Arrivé en tête au premier tour, Fabrice Minatchy aborde ce second rendez-vous avec une avance fragile. S’il bénéficie d’une dynamique initiale, rien ne garantit sa victoire dans une configuration aussi éclatée. Face à lui, ses adversaires entendent bien rebattre les cartes en mobilisant davantage d’électeurs.

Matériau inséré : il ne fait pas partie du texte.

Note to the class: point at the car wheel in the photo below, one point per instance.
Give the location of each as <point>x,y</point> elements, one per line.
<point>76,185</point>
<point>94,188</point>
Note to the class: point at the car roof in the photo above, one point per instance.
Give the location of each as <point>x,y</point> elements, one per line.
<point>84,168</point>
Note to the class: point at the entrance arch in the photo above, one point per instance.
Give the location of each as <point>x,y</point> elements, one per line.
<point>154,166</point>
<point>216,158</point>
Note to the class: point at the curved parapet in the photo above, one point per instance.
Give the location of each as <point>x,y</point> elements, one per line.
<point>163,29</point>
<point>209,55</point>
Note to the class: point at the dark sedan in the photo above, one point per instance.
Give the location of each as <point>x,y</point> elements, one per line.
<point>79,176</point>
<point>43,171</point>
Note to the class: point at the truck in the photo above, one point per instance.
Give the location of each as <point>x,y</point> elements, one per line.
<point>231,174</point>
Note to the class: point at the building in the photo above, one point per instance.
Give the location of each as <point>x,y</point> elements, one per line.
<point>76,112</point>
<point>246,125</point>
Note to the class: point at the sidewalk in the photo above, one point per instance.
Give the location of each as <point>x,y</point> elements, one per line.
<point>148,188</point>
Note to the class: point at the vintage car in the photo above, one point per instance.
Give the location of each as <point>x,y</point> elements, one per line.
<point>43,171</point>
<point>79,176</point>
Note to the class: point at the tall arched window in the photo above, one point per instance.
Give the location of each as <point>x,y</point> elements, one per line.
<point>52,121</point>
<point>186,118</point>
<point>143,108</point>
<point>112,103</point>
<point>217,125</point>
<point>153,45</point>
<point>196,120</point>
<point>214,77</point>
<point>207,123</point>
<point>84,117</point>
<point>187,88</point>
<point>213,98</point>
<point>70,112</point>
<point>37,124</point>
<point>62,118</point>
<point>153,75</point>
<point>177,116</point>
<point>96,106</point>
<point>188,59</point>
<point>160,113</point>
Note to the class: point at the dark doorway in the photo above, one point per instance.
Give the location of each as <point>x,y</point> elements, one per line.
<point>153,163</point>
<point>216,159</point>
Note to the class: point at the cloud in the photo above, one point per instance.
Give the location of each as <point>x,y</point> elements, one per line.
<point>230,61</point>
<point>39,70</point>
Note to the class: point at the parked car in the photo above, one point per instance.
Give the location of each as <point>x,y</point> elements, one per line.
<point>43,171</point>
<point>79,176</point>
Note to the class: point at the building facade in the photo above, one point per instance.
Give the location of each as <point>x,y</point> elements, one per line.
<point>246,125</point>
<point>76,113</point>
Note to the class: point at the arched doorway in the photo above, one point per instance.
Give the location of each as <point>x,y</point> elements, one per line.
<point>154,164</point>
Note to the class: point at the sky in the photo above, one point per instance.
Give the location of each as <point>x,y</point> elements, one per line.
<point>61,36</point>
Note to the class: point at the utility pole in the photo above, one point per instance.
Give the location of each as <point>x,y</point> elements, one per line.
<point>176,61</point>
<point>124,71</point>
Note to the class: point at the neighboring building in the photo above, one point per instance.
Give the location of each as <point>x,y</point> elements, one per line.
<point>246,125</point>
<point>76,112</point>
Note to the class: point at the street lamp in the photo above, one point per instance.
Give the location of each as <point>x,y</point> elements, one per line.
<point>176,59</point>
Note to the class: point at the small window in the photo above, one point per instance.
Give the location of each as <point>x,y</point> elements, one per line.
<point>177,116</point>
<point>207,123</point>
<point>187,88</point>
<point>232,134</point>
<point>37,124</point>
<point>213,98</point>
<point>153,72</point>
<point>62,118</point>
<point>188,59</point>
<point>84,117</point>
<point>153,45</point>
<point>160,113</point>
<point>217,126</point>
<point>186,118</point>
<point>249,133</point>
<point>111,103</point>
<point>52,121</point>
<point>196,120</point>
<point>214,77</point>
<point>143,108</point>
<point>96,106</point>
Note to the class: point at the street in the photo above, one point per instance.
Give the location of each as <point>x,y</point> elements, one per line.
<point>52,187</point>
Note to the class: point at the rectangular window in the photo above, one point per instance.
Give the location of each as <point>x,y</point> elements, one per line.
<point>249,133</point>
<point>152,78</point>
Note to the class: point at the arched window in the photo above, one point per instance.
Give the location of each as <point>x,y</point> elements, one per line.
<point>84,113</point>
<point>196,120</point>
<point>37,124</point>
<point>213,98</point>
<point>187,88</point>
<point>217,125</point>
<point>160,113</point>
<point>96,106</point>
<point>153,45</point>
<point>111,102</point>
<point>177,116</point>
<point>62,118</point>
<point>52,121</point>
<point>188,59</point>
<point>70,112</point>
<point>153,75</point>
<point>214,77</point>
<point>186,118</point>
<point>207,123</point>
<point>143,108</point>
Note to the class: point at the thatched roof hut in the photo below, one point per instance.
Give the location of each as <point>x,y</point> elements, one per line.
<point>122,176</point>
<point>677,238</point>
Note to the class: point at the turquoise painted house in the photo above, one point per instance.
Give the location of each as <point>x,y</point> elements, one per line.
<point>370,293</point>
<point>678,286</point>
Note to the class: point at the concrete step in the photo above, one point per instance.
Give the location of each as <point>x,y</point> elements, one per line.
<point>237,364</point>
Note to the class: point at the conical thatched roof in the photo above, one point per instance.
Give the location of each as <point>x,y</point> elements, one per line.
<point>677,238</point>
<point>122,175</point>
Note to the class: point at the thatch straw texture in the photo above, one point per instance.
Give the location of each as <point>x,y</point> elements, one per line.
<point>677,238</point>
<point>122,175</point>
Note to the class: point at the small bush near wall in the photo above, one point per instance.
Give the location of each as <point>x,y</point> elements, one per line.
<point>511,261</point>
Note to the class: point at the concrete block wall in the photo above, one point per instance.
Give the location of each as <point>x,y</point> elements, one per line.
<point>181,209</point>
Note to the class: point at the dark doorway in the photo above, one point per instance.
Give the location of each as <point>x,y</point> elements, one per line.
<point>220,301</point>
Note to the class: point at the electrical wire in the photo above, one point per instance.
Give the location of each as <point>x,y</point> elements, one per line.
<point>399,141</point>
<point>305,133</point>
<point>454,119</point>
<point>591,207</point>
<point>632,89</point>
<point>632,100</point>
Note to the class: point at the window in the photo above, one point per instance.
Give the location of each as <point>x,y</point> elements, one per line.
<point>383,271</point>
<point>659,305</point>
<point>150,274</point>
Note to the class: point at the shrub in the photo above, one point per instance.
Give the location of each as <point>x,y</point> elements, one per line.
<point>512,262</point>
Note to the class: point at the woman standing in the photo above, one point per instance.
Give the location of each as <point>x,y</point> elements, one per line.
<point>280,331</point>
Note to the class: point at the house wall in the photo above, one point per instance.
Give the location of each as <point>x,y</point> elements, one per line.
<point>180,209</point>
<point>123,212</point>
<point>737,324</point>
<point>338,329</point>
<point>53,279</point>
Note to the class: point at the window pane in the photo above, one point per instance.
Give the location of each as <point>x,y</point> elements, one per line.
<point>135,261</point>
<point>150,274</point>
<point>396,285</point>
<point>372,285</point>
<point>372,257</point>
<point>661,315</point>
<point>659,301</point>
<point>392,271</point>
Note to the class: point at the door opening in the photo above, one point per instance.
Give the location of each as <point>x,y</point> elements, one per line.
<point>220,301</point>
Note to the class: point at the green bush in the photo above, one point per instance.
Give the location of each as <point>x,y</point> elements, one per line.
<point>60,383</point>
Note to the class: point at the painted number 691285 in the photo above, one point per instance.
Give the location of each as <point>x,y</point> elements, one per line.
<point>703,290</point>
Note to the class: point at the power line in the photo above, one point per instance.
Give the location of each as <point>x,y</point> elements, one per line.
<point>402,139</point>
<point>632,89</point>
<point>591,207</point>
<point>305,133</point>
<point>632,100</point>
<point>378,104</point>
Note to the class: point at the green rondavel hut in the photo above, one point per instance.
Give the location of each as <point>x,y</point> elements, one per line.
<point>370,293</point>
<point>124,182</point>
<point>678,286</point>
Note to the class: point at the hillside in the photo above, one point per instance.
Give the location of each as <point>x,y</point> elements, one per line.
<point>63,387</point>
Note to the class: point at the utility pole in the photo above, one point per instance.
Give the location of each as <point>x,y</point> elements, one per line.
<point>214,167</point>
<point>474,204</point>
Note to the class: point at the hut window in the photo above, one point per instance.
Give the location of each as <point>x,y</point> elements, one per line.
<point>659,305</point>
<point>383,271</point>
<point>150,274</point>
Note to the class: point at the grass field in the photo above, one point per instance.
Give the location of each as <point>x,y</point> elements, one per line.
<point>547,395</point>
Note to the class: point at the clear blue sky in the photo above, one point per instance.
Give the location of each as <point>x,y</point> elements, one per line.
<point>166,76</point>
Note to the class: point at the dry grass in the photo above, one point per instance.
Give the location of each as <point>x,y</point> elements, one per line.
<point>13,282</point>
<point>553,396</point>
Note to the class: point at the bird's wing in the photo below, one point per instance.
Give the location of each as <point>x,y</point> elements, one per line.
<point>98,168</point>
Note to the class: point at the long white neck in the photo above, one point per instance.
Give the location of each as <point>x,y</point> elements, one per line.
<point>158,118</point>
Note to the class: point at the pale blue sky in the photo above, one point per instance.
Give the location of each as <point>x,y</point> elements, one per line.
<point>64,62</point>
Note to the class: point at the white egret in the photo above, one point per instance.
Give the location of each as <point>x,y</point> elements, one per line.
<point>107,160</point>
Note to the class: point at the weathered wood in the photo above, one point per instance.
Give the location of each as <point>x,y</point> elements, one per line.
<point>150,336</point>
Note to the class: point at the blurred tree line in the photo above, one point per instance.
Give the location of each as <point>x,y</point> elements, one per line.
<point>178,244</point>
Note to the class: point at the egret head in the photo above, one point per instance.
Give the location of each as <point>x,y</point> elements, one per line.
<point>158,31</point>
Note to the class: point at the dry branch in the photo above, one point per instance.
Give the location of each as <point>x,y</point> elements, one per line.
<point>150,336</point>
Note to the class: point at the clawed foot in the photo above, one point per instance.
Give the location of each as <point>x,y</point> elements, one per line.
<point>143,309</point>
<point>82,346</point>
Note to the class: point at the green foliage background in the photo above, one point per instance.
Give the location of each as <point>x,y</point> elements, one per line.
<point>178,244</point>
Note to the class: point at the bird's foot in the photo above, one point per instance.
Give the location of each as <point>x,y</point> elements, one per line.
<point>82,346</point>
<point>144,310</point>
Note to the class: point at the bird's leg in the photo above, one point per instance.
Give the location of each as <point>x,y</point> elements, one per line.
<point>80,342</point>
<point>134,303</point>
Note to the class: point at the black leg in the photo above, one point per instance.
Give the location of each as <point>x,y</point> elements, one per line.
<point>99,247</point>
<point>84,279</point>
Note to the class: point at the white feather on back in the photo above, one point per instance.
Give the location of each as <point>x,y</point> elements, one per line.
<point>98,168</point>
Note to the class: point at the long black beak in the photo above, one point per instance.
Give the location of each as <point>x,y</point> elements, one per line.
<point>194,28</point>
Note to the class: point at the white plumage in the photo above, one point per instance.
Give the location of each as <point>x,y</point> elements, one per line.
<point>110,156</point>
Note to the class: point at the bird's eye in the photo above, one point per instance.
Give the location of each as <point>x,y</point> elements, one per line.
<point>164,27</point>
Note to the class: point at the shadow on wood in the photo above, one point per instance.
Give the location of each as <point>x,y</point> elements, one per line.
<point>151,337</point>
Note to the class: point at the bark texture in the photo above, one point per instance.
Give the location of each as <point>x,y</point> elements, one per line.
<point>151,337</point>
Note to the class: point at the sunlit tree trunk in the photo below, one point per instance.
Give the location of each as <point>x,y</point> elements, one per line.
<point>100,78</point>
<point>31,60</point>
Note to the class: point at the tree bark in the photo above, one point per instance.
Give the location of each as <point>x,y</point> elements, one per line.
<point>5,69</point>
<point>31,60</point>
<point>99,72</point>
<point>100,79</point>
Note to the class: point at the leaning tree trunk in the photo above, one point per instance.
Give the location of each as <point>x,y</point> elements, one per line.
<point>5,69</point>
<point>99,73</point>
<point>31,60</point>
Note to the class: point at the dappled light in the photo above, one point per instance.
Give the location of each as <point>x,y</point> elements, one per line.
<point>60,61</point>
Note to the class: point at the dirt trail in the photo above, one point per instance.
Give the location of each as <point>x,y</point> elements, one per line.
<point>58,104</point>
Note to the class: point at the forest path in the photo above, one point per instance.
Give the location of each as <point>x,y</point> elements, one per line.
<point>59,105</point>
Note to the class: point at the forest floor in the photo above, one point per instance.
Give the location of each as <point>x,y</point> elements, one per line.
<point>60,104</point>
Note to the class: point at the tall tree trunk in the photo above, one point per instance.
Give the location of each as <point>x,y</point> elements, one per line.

Thierry Panol, au coude-à-coude avec le candidat arrivé en tête, mise notamment sur un sursaut des abstentionnistes. Un pari central dans une commune où plusieurs milliers d’électeurs ne se sont pas déplacés lors du premier tour.

Une quadrangulaire qui redistribue les équilibres

La présence de quatre listes au second tour rend l’issue particulièrement imprévisible. Cédric Vitalis, troisième, espère créer une dynamique autour d’un projet axé sur la proximité et la participation citoyenne.

De son côté, Rebecca Coupan a fait le choix de se maintenir, refusant toute alliance. Une décision qui pourrait peser lourd dans le rapport de force final, en fragmentant davantage les voix.

Dans ce type de configuration, chaque camp cherche à élargir sa base électorale, tout en évitant la dispersion qui pourrait profiter à un adversaire.

Un enjeu local mais révélateur d’un climat politique plus large

Au-delà de Saint-Claude, ce scrutin illustre une tendance observée dans plusieurs communes : éclatement des forces politiques, difficultés à construire des alliances et incertitude accrue jusqu’au dernier moment.

Dans un territoire où les enjeux économiques et sociaux sont forts, la stabilité municipale apparaît pourtant essentielle pour conduire des politiques efficaces.

Dimanche, le verdict des urnes dépendra donc avant tout de la capacité des candidats à convaincre et à mobiliser. Dans une élection aussi ouverte, chaque voix comptera.